Access agent logs using the following commands:
# Kubernetes
kubectl logs -n edgedelta <agent-pod-name>
# Docker
docker logs <agent-container-id>
# Systemd
journalctl -u edgedelta-agent
Common troubleshooting scenarios include agent not connecting to backend, high memory or CPU usage, destination connection failures, configuration syntax errors, and permission or credential issues.
Troubleshooting guide: Troubleshoot Edge Delta Agent with Helm
Best Practices
Fleet Organization
Organize your pipelines and agents for clarity and maintainability:
- For logical fleet grouping, group by environment (prod, staging, dev), by region or data center, by application or service, or by compliance zone.
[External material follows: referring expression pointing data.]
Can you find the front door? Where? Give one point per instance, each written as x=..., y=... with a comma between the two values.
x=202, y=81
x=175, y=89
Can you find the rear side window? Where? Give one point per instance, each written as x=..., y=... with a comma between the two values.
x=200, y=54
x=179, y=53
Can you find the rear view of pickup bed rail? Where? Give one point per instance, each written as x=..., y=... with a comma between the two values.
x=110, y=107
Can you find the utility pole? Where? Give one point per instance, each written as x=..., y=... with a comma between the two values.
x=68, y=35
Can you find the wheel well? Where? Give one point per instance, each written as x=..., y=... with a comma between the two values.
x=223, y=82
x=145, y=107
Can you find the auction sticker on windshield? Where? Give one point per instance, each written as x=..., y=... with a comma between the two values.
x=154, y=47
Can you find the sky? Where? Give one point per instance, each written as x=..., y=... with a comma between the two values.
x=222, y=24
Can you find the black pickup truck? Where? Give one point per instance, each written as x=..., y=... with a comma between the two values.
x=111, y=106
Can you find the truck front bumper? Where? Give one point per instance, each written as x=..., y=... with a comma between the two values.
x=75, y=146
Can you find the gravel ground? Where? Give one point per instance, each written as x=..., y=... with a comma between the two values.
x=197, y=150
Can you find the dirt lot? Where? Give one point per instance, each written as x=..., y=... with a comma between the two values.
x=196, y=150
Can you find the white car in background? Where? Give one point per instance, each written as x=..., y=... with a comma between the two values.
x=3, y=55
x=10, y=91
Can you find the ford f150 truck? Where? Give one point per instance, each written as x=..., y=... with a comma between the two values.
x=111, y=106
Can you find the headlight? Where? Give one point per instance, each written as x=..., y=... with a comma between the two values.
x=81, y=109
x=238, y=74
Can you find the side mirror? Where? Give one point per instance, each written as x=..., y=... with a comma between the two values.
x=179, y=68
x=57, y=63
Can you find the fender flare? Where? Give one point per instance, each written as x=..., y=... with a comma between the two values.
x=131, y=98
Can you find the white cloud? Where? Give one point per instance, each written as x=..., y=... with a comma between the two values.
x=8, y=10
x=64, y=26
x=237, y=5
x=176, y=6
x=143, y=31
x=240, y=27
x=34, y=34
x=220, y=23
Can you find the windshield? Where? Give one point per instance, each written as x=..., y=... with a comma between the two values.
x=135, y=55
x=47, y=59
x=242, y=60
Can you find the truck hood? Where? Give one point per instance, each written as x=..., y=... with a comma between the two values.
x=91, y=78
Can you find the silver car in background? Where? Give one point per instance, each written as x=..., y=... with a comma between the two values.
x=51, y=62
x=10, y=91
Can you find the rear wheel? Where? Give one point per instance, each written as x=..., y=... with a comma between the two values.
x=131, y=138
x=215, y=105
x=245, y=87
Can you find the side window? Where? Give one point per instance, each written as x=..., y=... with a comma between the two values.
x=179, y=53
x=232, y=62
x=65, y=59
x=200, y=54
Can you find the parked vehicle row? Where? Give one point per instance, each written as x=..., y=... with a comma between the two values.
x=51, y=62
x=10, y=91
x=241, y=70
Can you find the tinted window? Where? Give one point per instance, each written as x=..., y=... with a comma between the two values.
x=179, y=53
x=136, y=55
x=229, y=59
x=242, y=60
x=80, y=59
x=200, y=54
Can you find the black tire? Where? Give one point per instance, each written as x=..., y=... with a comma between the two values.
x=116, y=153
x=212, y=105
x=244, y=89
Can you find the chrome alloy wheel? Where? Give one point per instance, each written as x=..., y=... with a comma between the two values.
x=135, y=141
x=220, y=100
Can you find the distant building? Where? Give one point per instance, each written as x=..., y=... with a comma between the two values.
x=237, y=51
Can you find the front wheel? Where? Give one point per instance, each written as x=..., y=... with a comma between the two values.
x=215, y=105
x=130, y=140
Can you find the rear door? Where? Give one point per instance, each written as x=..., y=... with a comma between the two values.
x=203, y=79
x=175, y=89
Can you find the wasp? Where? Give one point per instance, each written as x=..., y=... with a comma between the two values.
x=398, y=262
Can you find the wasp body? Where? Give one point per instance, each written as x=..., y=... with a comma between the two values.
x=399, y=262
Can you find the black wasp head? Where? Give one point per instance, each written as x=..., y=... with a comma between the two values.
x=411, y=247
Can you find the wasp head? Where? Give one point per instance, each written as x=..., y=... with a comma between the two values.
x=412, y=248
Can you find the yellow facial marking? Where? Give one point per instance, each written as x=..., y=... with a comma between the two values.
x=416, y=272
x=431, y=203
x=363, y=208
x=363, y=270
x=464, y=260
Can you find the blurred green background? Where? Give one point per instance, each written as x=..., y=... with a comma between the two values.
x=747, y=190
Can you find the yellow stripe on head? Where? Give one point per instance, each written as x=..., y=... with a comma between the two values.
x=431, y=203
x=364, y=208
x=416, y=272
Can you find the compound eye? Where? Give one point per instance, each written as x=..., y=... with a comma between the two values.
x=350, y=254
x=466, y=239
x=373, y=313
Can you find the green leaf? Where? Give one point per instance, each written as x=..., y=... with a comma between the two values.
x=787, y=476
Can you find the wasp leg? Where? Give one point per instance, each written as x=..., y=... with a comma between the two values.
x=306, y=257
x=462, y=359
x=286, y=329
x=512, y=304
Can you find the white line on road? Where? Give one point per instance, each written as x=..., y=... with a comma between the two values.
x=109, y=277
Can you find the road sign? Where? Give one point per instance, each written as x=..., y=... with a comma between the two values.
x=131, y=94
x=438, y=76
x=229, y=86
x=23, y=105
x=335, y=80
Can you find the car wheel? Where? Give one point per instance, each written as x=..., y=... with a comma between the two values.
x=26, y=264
- Use consistent naming conventions following a pattern like
<environment>-<region>-<purpose>. Examples includeprod-us-east-1-logs,staging-eu-west-1-metrics, anddev-global-traces. - For configuration inheritance, define base configurations at organization level, override at fleet level for specific needs, and use templates for common patterns.
Monitoring Strategy
Establish observability practices that scale with your fleet:
- Establish baselines by measuring normal throughput and latency, tracking resource utilization patterns, and documenting expected behavior.
- Define SLOs for your fleet. Typical targets include 99.9% agent availability, P99 processing latency under 200ms, error rate below 0.1%, and zero data loss.
- Alert on trends rather than spikes by using rate-of-change alerts, applying moving averages, setting appropriate thresholds, and reducing alert fatigue.
Security and Compliance
Protect your telemetry infrastructure and data:
- For least privilege access, limit who can modify configurations, use role-based access control, and audit access regularly.
- For secrets management, never commit credentials to Git, use secret stores like Vault or AWS Secrets Manager, and rotate credentials regularly.
- For data protection, mask PII at collection time, encrypt data in transit, and enforce data retention policies.
Related Topics
Documentation
- Pipeline Dashboard - View fleet health and status
- Install Edge Delta Fleet with Helm - Kubernetes deployment guide
- Circuit Breaker Configuration - Flow control setup
- Agent Settings - Global configuration options
- API Reference - Programmatic access
Blog Posts
- How Fleets Work with Telemetry Pipelines - Fleet architecture deep dive
- Mastering CI/CD Monitoring - CI/CD integration best practices
- Monitoring as Code - Configuration management strategies
- Observability as Code - GitOps for observability
- Telemetry Pipelines Architecture - Architecture overview
Summary
Edge Delta’s fleet management capabilities provide real-time visibility into agent health, throughput, and performance; sophisticated flow control with circuit breakers and backpressure management; comprehensive audit trails for compliance and troubleshooting; CI/CD integration for Configuration as Code and Monitoring as Code; intelligent alerting with integration to external platforms; deployment safety with staged rollouts and automatic rollback; and API access for programmatic management and automation.
These capabilities enable teams to operate telemetry pipelines at scale with confidence, maintaining high availability while reducing operational overhead.